When attending Boston University, he asked Mary Powell, a New England Conservatory of Music undergraduate, if she knew any good Southern girls. Coretta Scott, a fellow student, asked if she was interested in meeting a Southern friend who was studying divinity. Scott was not keen on dating preachers, but eventually agreed to phone Martin based on Powell's description and vouching. On their first phone call, King told Scott, "I am like Napoleon at Waterloo," she replied, "You haven't even met me." They were out for dates in his green Chevy. The King was absolutely certain Scott had the attributes he wanted in a wife after his second date. Carol and Rod Serling, a classmate, had been an activist at Antioch in undergrad, where she and David Serling were schoolmates.

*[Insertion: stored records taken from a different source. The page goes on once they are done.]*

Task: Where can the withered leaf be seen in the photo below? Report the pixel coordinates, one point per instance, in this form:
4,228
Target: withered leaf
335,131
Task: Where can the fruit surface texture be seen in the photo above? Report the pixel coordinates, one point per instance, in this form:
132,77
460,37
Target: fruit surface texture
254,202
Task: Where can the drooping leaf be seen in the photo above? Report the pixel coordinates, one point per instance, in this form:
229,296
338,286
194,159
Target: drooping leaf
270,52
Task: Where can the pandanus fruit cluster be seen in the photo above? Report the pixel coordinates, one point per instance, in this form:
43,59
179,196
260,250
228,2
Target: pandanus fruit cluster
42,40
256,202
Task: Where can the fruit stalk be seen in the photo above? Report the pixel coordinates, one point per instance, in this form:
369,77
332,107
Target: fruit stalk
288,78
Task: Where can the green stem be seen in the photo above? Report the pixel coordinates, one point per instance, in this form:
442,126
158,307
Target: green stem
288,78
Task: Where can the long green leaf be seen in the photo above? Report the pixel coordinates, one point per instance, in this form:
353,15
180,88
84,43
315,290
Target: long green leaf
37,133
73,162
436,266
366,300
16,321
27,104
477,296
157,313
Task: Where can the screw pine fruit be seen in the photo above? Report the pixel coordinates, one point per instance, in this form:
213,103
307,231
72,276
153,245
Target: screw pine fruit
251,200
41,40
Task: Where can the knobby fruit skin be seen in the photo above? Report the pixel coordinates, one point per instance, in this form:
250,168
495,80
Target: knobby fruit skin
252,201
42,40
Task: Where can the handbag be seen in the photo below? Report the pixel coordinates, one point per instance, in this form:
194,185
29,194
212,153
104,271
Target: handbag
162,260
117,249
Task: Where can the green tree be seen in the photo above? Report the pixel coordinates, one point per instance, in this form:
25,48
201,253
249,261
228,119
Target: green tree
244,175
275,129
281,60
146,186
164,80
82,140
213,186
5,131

Coretta Scott married Coretta Scott on the lawn of her parents' house in Heiberger, Alabama, on June 18, 1953. They became the parents of four children: Yolanda King (1955–2007), Martin Luther King III (b. ), and Martin Luther King III (b. Dexter Scott King, 1957 (b. ), is a fictional actor who appeared on television. Bernice King (b. 1961) and Elvis (b. 1963. During her marriage, King restricted Coretta's involvement in the civil rights movement, wishing her to be a housewife and mother.

King returned to Atlanta at the request of the SCLC in December 1959, after being based in Montgomery for five years. King continued to preach with his father at the Ebenezer Baptist Church in Atlanta until his death, and he helped spread the Civil Rights Movement throughout the South.